The 3D canvas can be viewed from any direction during your build, and Gravity Sketch provides a number of powerful tools for developing 3D shapes.
Smart shapes automatically recognizes your scrawly circles, squares and triangles and instantly transforms them into spheres, cubes and pyramids.
A number of symmetry features are included, such as instantaneous revolution to quickly create vase-like shapes. This simple vase was created with a 0.5 second finger swipe – that’s pretty fast!
Here we can see an eight-sided symmetry, where I sketched a simple path that quickly transformed into an unusual shape.
You can also build tubes, sweeps, enclosed 3D areas and more. Color, while shown in this post as only blue, can be specified. You can select any color for any portion of the design.
Gravity Sketch uses the iPad’s accelerometers to proportionally tilt the view while you tip the iPad in real life, perhaps suggesting the origin of the app’s name.
It seems very quick to create freeform objects using Gravity Sketch, but I suspect it would be very tedious to attempt to design anything that required precise measurements. This is simply not the tool for that – but it is very good at making casual freeform shapes.
Once you’re done creating an object, there’s two more things you can do with it: print it! The app includes a mechanism to ship your design directly to Shapeways for physical production. It’s likely that this is the method by which the app makers will generate revenue, as the app is otherwise free of charge. Shapeways will pay them a commission for each print completed.

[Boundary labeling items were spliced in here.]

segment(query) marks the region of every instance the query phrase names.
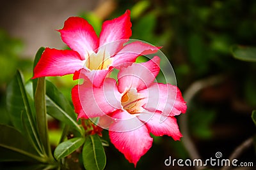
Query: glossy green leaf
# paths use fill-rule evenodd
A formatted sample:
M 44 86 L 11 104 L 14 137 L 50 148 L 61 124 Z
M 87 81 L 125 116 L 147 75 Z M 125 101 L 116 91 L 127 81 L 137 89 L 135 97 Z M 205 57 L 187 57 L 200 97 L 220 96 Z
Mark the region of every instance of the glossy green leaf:
M 38 78 L 37 80 L 37 86 L 35 94 L 35 106 L 36 125 L 41 145 L 43 146 L 46 154 L 52 157 L 46 117 L 45 78 L 44 77 Z
M 106 162 L 105 152 L 97 134 L 86 136 L 83 148 L 83 162 L 87 170 L 104 169 Z
M 84 138 L 74 138 L 60 143 L 54 150 L 54 157 L 59 160 L 71 154 L 84 143 Z
M 70 103 L 49 81 L 46 81 L 45 99 L 47 111 L 49 115 L 70 125 L 71 128 L 83 134 Z
M 256 110 L 253 110 L 252 113 L 252 118 L 256 125 Z
M 0 124 L 0 161 L 37 160 L 45 162 L 31 143 L 13 127 Z
M 237 59 L 256 62 L 256 47 L 234 46 L 232 48 L 232 53 Z
M 22 74 L 18 71 L 13 79 L 7 85 L 7 110 L 14 127 L 30 139 L 38 152 L 42 153 L 35 123 L 35 113 L 31 111 L 33 110 L 31 110 L 33 106 L 29 104 L 28 97 Z M 24 115 L 24 122 L 27 126 L 26 129 L 21 119 L 21 114 Z

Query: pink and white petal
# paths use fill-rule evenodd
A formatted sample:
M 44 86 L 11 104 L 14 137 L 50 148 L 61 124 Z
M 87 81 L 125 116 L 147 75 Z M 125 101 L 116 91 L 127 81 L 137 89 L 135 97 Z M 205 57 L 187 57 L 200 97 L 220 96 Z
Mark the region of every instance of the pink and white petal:
M 140 55 L 154 53 L 159 47 L 141 41 L 134 41 L 126 45 L 113 57 L 112 66 L 120 69 L 121 66 L 128 66 L 134 62 Z
M 71 94 L 75 112 L 78 115 L 77 119 L 80 118 L 89 118 L 81 104 L 79 94 L 78 92 L 78 85 L 75 85 L 72 88 Z
M 129 113 L 123 111 L 116 114 Z M 129 117 L 127 115 L 121 117 Z M 134 124 L 140 124 L 139 122 L 140 121 L 138 118 L 134 119 Z M 124 124 L 122 121 L 117 121 L 113 123 L 109 127 L 109 138 L 114 146 L 136 167 L 141 157 L 150 148 L 153 139 L 149 135 L 148 129 L 145 125 L 132 131 L 126 131 L 127 127 L 131 126 L 127 123 L 131 122 L 127 122 Z M 119 132 L 113 131 L 111 129 L 119 129 Z
M 121 95 L 115 85 L 116 81 L 106 79 L 100 87 L 95 87 L 90 81 L 78 85 L 72 90 L 72 101 L 76 113 L 83 113 L 88 118 L 101 117 L 122 108 Z
M 123 44 L 126 43 L 132 35 L 130 13 L 130 11 L 127 10 L 120 17 L 103 23 L 99 36 L 99 46 L 117 41 L 116 43 L 113 43 L 115 45 L 108 45 L 107 46 L 111 46 L 112 48 L 107 48 L 108 51 L 110 50 L 109 53 L 115 53 L 121 49 Z
M 174 140 L 180 140 L 182 137 L 179 129 L 177 120 L 174 117 L 165 117 L 164 121 L 162 121 L 163 115 L 159 113 L 142 113 L 138 116 L 141 121 L 145 122 L 150 132 L 157 136 L 168 135 L 172 136 Z
M 73 74 L 83 66 L 83 61 L 77 52 L 46 48 L 35 67 L 33 78 Z
M 77 52 L 83 60 L 99 47 L 99 38 L 93 27 L 83 18 L 69 17 L 58 31 L 63 42 Z
M 148 111 L 160 111 L 165 116 L 175 116 L 186 113 L 186 102 L 176 86 L 154 83 L 147 89 L 138 92 L 146 103 L 143 107 Z
M 155 56 L 146 62 L 133 63 L 127 67 L 121 67 L 118 74 L 119 92 L 123 93 L 131 88 L 139 91 L 149 87 L 160 70 L 159 63 L 159 57 Z

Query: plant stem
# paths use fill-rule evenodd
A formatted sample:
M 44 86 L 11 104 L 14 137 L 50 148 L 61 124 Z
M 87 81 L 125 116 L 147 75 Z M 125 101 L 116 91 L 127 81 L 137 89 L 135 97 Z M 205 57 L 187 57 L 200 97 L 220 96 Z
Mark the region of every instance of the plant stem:
M 253 137 L 251 137 L 247 139 L 234 150 L 233 153 L 231 153 L 231 155 L 229 157 L 228 159 L 230 160 L 232 160 L 236 158 L 237 158 L 244 150 L 249 148 L 253 143 Z M 223 166 L 221 168 L 221 170 L 227 170 L 228 169 L 230 169 L 229 166 Z

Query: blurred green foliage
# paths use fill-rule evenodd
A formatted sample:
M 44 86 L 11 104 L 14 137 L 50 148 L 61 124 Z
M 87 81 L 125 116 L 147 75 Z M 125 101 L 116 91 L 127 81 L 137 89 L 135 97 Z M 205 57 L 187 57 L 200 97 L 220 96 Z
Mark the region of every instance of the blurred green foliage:
M 247 60 L 255 59 L 255 49 L 253 47 L 256 46 L 255 1 L 116 1 L 116 10 L 109 18 L 120 16 L 127 9 L 131 10 L 131 38 L 163 46 L 161 50 L 172 63 L 178 87 L 182 92 L 198 80 L 215 74 L 227 76 L 222 84 L 197 95 L 189 106 L 189 130 L 196 145 L 200 146 L 210 141 L 216 143 L 213 147 L 220 147 L 217 144 L 221 143 L 223 148 L 229 151 L 234 149 L 234 145 L 255 132 L 250 113 L 256 108 L 256 63 Z M 103 21 L 92 13 L 81 15 L 93 25 L 99 35 Z M 3 87 L 18 66 L 21 66 L 22 71 L 31 67 L 17 64 L 22 62 L 19 58 L 22 47 L 20 41 L 11 38 L 4 31 L 0 31 L 0 85 Z M 241 57 L 244 61 L 238 60 Z M 32 62 L 22 63 L 27 63 L 28 66 Z M 31 76 L 32 70 L 29 71 L 28 76 L 25 74 L 25 78 Z M 49 78 L 70 99 L 70 89 L 76 83 L 71 80 L 72 76 Z M 4 118 L 6 114 L 3 114 L 6 111 L 4 87 L 3 88 L 0 123 L 8 120 Z M 237 125 L 237 122 L 241 124 Z M 225 131 L 228 126 L 224 126 L 225 129 L 216 130 L 221 129 L 220 127 L 222 127 L 223 124 L 231 125 L 230 128 L 234 129 L 232 132 L 237 129 L 237 126 L 243 125 L 232 136 L 230 131 Z M 103 136 L 109 141 L 107 132 Z M 221 140 L 224 141 L 221 143 Z M 106 153 L 106 169 L 134 168 L 111 143 Z M 214 152 L 204 153 L 204 155 L 210 153 Z M 170 155 L 177 158 L 188 157 L 181 143 L 172 141 L 170 138 L 154 138 L 152 148 L 141 158 L 137 167 L 159 168 L 163 166 L 164 159 Z

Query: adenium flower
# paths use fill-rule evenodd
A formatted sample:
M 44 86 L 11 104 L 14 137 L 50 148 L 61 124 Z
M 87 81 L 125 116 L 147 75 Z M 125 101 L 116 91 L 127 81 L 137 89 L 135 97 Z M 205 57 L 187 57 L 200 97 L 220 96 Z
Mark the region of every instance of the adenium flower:
M 99 85 L 111 67 L 134 62 L 138 56 L 154 53 L 159 48 L 140 41 L 124 45 L 132 34 L 131 25 L 127 10 L 116 18 L 105 21 L 98 38 L 86 20 L 68 18 L 58 31 L 71 50 L 46 48 L 35 67 L 33 78 L 74 74 L 84 68 L 84 73 L 94 78 L 93 84 Z M 131 49 L 136 52 L 127 53 Z
M 186 112 L 186 103 L 176 86 L 154 81 L 159 62 L 156 56 L 120 67 L 117 81 L 106 78 L 99 87 L 81 71 L 86 80 L 72 90 L 78 118 L 99 117 L 98 125 L 109 129 L 111 143 L 135 166 L 152 145 L 150 132 L 174 140 L 182 137 L 175 116 Z

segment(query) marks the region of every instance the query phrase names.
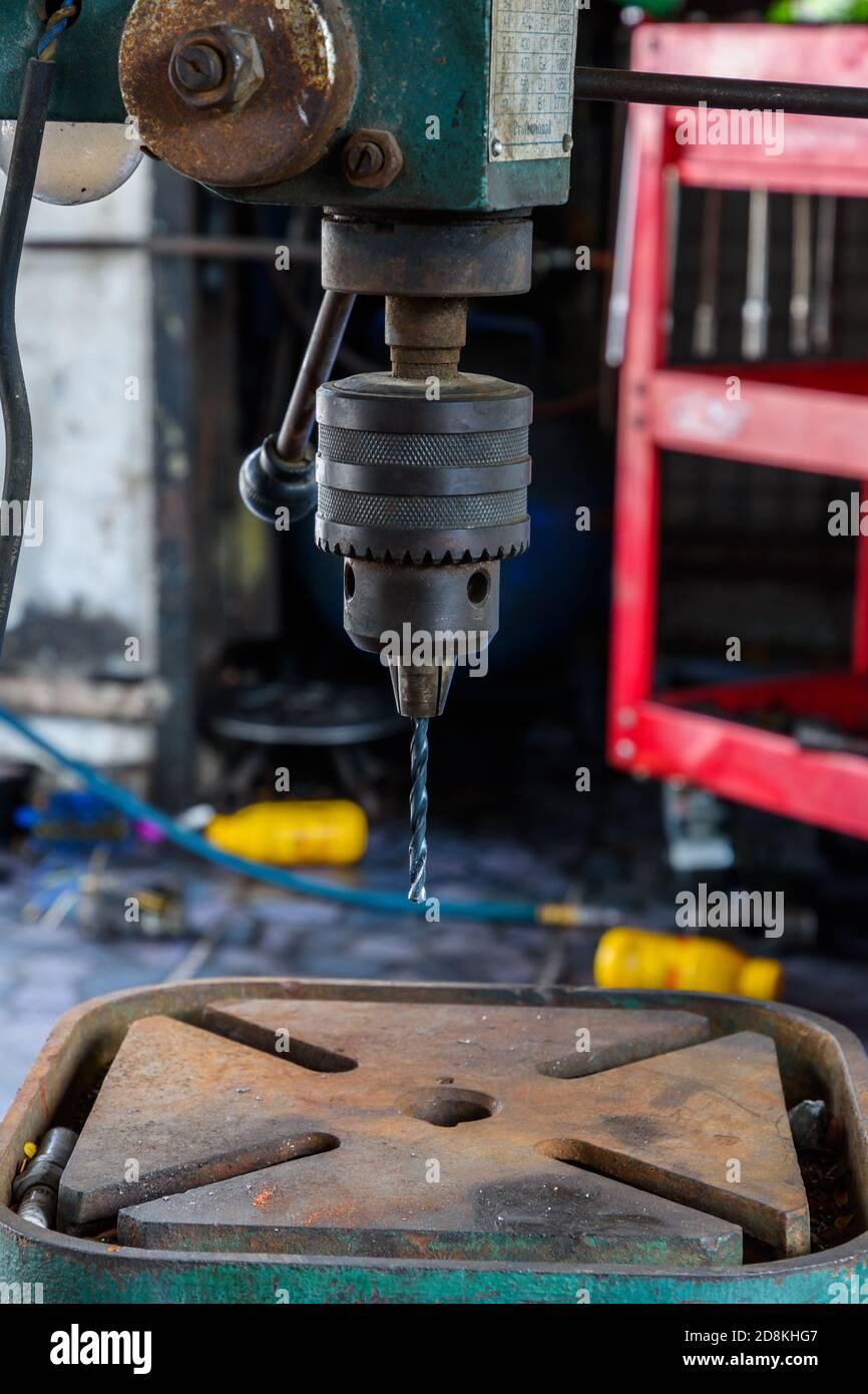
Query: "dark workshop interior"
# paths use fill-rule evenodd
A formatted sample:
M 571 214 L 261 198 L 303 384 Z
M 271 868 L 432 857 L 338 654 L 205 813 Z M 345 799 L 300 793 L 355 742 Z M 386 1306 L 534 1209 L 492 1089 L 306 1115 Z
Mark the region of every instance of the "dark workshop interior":
M 867 18 L 0 17 L 0 1278 L 868 1301 Z

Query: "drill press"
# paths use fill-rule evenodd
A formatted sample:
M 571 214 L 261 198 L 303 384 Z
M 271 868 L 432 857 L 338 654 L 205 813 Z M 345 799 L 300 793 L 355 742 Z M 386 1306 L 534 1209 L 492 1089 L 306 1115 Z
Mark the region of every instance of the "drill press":
M 344 627 L 379 654 L 414 723 L 417 902 L 428 722 L 496 634 L 500 562 L 529 541 L 531 393 L 461 371 L 468 302 L 529 289 L 528 209 L 567 197 L 577 13 L 135 0 L 121 43 L 149 151 L 237 199 L 325 206 L 320 321 L 241 492 L 266 520 L 316 509 Z M 357 294 L 385 298 L 392 371 L 323 383 Z
M 426 258 L 431 244 L 439 256 Z M 495 256 L 493 250 L 499 255 Z M 410 898 L 425 899 L 428 722 L 497 631 L 500 562 L 529 538 L 531 393 L 460 371 L 467 300 L 527 290 L 527 217 L 330 213 L 323 284 L 386 297 L 392 372 L 319 389 L 316 544 L 343 558 L 344 629 L 389 668 L 411 742 Z

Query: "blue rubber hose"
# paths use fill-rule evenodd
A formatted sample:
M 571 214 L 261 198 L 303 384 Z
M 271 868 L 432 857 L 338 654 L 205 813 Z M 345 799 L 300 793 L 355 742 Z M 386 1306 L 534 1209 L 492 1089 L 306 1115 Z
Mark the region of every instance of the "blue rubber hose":
M 361 891 L 354 887 L 313 881 L 307 875 L 284 871 L 283 867 L 263 866 L 261 861 L 248 861 L 247 857 L 237 857 L 231 852 L 222 852 L 220 848 L 212 846 L 201 834 L 181 828 L 174 818 L 160 809 L 155 809 L 145 799 L 139 799 L 127 789 L 121 789 L 120 785 L 116 785 L 111 779 L 106 779 L 81 760 L 65 756 L 50 740 L 35 732 L 21 717 L 7 711 L 4 707 L 0 707 L 0 721 L 11 726 L 13 730 L 17 730 L 20 736 L 24 736 L 25 740 L 42 750 L 56 764 L 63 765 L 64 769 L 74 774 L 85 788 L 99 795 L 100 799 L 104 799 L 107 804 L 117 809 L 124 817 L 134 822 L 153 824 L 160 828 L 170 842 L 174 842 L 176 846 L 183 848 L 184 852 L 189 852 L 195 857 L 213 861 L 215 866 L 224 867 L 227 871 L 235 871 L 238 875 L 251 877 L 254 881 L 262 881 L 265 885 L 277 887 L 280 891 L 293 891 L 295 895 L 311 895 L 320 901 L 334 901 L 339 905 L 347 905 L 359 910 L 378 910 L 383 914 L 411 914 L 419 917 L 426 913 L 426 902 L 412 905 L 403 895 L 390 895 L 387 891 Z M 541 920 L 548 919 L 545 912 L 549 909 L 549 906 L 536 906 L 520 901 L 440 901 L 439 905 L 442 916 L 450 916 L 457 920 L 500 920 L 518 924 L 541 923 Z

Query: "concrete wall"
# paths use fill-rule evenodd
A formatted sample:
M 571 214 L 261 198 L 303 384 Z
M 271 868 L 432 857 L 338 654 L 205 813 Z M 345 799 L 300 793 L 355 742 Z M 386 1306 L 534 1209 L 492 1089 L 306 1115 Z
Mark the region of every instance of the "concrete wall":
M 146 240 L 152 167 L 145 160 L 109 198 L 78 208 L 33 204 L 28 241 Z M 157 590 L 153 493 L 152 284 L 146 251 L 25 250 L 18 332 L 33 414 L 32 541 L 0 666 L 0 703 L 39 718 L 82 758 L 141 764 L 153 732 L 125 711 L 128 687 L 100 677 L 153 677 Z M 0 441 L 0 452 L 1 452 Z M 127 640 L 138 640 L 130 662 Z M 114 694 L 114 696 L 113 696 Z M 81 719 L 98 710 L 103 719 Z M 132 694 L 141 708 L 141 693 Z M 146 703 L 144 704 L 148 705 Z M 70 714 L 78 714 L 70 719 Z M 20 747 L 0 726 L 0 757 Z

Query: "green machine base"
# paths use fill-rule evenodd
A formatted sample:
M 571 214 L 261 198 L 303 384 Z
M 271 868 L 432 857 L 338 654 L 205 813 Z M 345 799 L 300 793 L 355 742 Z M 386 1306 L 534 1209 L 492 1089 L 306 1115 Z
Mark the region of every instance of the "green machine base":
M 4 1301 L 858 1302 L 867 1105 L 854 1036 L 738 998 L 120 993 L 57 1023 L 0 1128 Z M 46 1230 L 8 1202 L 54 1125 Z

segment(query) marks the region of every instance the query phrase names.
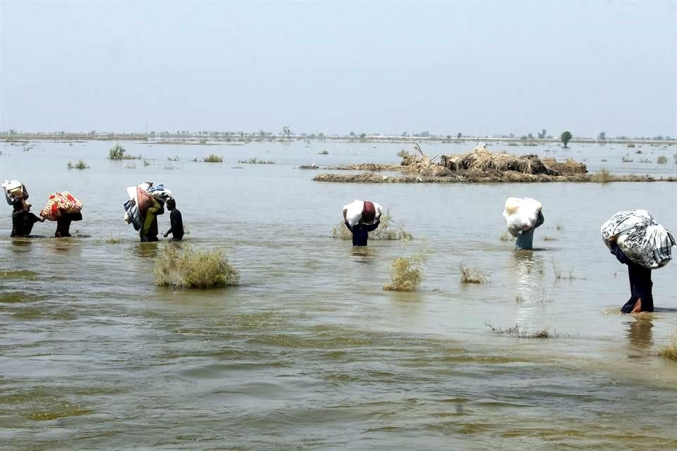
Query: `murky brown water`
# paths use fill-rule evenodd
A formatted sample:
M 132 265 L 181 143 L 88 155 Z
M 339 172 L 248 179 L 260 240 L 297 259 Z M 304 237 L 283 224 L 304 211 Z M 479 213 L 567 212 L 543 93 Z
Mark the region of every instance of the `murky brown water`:
M 323 184 L 294 166 L 391 161 L 403 146 L 123 143 L 150 163 L 126 168 L 105 159 L 112 144 L 0 147 L 0 178 L 25 181 L 36 206 L 63 190 L 85 204 L 72 228 L 85 236 L 71 239 L 12 240 L 10 208 L 0 216 L 0 448 L 677 447 L 677 363 L 657 355 L 677 329 L 677 264 L 654 272 L 658 311 L 618 315 L 626 270 L 599 233 L 636 208 L 677 230 L 677 185 Z M 677 173 L 671 159 L 621 163 L 626 152 L 568 154 L 593 171 L 606 158 L 626 172 Z M 209 153 L 224 162 L 190 161 Z M 252 157 L 276 164 L 237 163 Z M 90 169 L 66 168 L 80 158 Z M 145 180 L 173 190 L 187 242 L 226 249 L 241 286 L 153 285 L 164 245 L 140 245 L 122 221 L 125 187 Z M 539 250 L 499 239 L 508 196 L 542 202 Z M 331 238 L 354 198 L 389 208 L 416 239 L 353 250 Z M 382 290 L 392 259 L 421 248 L 421 290 Z M 461 261 L 489 283 L 461 285 Z M 487 323 L 556 337 L 499 336 Z

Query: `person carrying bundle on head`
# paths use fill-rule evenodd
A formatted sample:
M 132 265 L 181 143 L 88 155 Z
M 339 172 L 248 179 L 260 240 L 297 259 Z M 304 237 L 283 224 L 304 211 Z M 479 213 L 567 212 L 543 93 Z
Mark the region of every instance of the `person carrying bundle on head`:
M 360 201 L 355 201 L 343 207 L 343 223 L 353 233 L 353 246 L 366 246 L 369 240 L 369 233 L 375 230 L 381 223 L 381 206 L 374 204 L 373 202 L 365 201 L 362 202 L 361 212 L 359 215 L 353 214 L 351 210 L 358 206 Z M 350 217 L 348 218 L 350 214 Z

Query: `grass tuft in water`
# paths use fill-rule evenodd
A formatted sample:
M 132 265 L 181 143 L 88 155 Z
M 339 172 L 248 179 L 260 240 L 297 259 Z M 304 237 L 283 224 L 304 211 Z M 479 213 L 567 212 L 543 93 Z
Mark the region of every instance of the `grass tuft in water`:
M 334 238 L 341 240 L 352 240 L 353 234 L 350 233 L 343 221 L 339 222 L 331 229 L 331 236 Z M 403 240 L 410 241 L 413 236 L 408 232 L 404 226 L 396 222 L 390 214 L 390 210 L 386 210 L 386 212 L 381 215 L 381 223 L 379 228 L 369 233 L 369 237 L 371 240 Z
M 669 360 L 677 362 L 677 335 L 673 336 L 672 342 L 661 349 L 659 355 Z
M 609 169 L 602 168 L 597 172 L 590 175 L 591 182 L 598 182 L 599 183 L 609 183 L 614 180 L 614 175 L 609 172 Z
M 205 156 L 202 159 L 202 161 L 205 163 L 223 163 L 224 157 L 214 155 L 214 154 L 209 154 L 209 156 Z
M 486 283 L 489 280 L 489 276 L 477 268 L 464 265 L 463 261 L 458 264 L 458 271 L 461 283 Z
M 185 245 L 168 245 L 155 261 L 155 285 L 212 288 L 238 285 L 239 272 L 220 249 L 194 251 Z
M 68 164 L 67 165 L 67 166 L 68 169 L 89 169 L 90 168 L 90 166 L 87 166 L 87 163 L 85 163 L 85 161 L 83 161 L 83 160 L 80 160 L 79 161 L 78 161 L 78 163 L 75 163 L 75 164 L 73 164 L 73 163 L 71 163 L 71 161 L 68 161 Z
M 421 251 L 409 258 L 398 257 L 390 266 L 391 283 L 383 286 L 387 291 L 415 291 L 423 280 L 422 264 L 425 254 Z
M 492 332 L 499 335 L 508 335 L 516 338 L 556 338 L 558 335 L 554 332 L 550 332 L 547 328 L 532 330 L 520 327 L 516 324 L 514 327 L 494 327 L 491 323 L 484 323 L 484 326 L 492 330 Z

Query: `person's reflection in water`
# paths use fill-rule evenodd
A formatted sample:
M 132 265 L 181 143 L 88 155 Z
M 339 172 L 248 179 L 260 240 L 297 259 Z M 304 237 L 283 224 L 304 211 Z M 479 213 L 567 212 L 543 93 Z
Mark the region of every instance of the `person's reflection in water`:
M 643 350 L 651 347 L 654 340 L 651 329 L 654 323 L 646 316 L 637 316 L 628 322 L 628 338 L 631 349 Z
M 537 310 L 542 307 L 543 257 L 533 252 L 518 252 L 511 254 L 508 263 L 507 271 L 516 278 L 515 321 L 520 326 L 534 326 Z

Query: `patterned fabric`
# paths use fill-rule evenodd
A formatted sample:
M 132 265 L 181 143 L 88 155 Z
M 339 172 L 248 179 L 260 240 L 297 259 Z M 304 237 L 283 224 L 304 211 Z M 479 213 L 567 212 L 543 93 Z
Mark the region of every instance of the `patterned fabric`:
M 675 239 L 646 210 L 618 211 L 602 226 L 602 239 L 611 249 L 609 237 L 626 257 L 649 269 L 662 268 L 672 259 Z
M 80 213 L 82 209 L 83 203 L 68 191 L 55 192 L 49 196 L 40 216 L 48 221 L 56 221 L 59 210 L 66 213 Z

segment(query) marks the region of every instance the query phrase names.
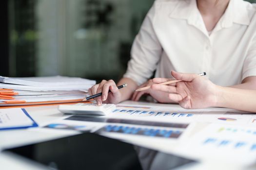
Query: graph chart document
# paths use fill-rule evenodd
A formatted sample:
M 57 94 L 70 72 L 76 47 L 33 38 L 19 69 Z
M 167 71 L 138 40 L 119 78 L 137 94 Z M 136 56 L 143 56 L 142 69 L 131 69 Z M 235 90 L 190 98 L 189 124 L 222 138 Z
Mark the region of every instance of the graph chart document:
M 93 125 L 94 132 L 188 158 L 243 166 L 256 160 L 256 115 L 252 113 L 120 103 L 107 116 L 74 115 L 51 127 L 70 129 L 70 122 L 79 128 Z
M 182 142 L 179 150 L 202 160 L 252 164 L 256 160 L 256 128 L 211 124 L 189 138 L 189 142 Z

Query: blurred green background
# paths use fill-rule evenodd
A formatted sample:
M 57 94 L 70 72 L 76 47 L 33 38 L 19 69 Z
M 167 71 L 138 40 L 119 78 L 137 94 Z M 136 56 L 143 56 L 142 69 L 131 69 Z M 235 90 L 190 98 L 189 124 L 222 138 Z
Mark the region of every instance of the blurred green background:
M 117 81 L 153 2 L 8 0 L 8 75 Z

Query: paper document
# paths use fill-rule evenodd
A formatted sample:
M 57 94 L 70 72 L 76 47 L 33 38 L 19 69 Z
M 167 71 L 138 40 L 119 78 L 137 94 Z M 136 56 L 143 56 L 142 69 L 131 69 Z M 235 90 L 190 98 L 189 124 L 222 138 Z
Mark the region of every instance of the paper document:
M 0 82 L 14 85 L 37 86 L 48 86 L 49 85 L 82 85 L 86 84 L 93 85 L 96 83 L 96 81 L 94 80 L 79 77 L 69 77 L 60 76 L 19 78 L 0 76 Z
M 0 109 L 0 130 L 37 126 L 38 124 L 24 109 Z

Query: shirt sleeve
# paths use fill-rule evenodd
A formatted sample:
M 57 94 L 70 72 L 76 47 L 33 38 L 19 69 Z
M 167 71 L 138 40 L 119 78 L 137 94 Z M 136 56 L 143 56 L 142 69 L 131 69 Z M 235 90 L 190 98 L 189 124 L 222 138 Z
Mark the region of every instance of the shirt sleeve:
M 154 28 L 156 2 L 148 12 L 131 51 L 131 59 L 123 77 L 133 80 L 139 85 L 152 75 L 162 50 Z
M 255 35 L 244 62 L 242 80 L 250 76 L 256 76 L 256 34 Z

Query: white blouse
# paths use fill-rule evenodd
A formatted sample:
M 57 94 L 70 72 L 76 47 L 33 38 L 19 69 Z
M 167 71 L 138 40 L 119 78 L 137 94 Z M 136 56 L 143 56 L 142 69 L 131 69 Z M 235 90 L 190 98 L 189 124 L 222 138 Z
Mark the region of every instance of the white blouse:
M 170 71 L 206 72 L 229 86 L 256 76 L 256 4 L 230 0 L 210 35 L 196 0 L 157 0 L 136 36 L 124 77 L 138 85 Z

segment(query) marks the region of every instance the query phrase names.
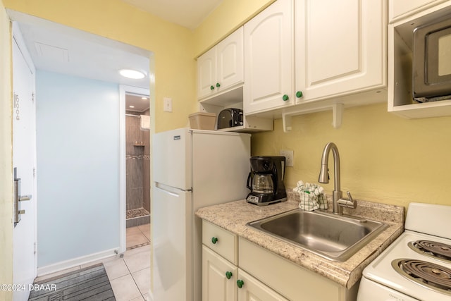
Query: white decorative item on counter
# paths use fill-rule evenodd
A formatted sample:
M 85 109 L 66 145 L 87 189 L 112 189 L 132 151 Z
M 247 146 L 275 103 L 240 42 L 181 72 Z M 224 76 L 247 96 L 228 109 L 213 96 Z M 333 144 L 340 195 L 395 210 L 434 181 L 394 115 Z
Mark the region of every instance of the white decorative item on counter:
M 300 198 L 299 207 L 302 210 L 314 211 L 319 209 L 328 209 L 327 198 L 324 188 L 317 184 L 304 183 L 302 180 L 297 182 L 297 185 L 293 189 Z

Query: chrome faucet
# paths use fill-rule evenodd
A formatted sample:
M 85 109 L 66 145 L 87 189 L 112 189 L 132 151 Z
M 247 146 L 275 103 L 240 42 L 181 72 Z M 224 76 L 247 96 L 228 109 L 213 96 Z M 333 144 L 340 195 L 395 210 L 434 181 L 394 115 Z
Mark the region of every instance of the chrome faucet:
M 321 157 L 321 169 L 319 172 L 319 182 L 322 183 L 329 183 L 329 153 L 332 150 L 333 154 L 333 192 L 332 193 L 332 211 L 334 214 L 343 215 L 343 207 L 355 209 L 357 206 L 357 201 L 352 199 L 351 192 L 347 192 L 349 199 L 342 199 L 342 192 L 340 188 L 340 154 L 338 149 L 333 142 L 326 145 Z

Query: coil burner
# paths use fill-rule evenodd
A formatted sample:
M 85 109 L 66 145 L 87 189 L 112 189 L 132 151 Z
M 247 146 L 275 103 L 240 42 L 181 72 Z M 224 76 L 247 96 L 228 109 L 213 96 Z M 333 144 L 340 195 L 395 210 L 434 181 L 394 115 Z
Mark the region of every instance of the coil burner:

You can also share the final 3D model with SketchFab, the 3D sharing site, where others can not only view your 3D model, but also enable anyone to embed a 3D view of your object on another website.
Gravity Sketch’s interface seems a bit more than introductory, but less than professional, like Onshape. Thus I recommend this tool be used to introduce newcomers into the basic concepts of 3D modeling. It’s free and easy to use, but it will take some practice to become proficient.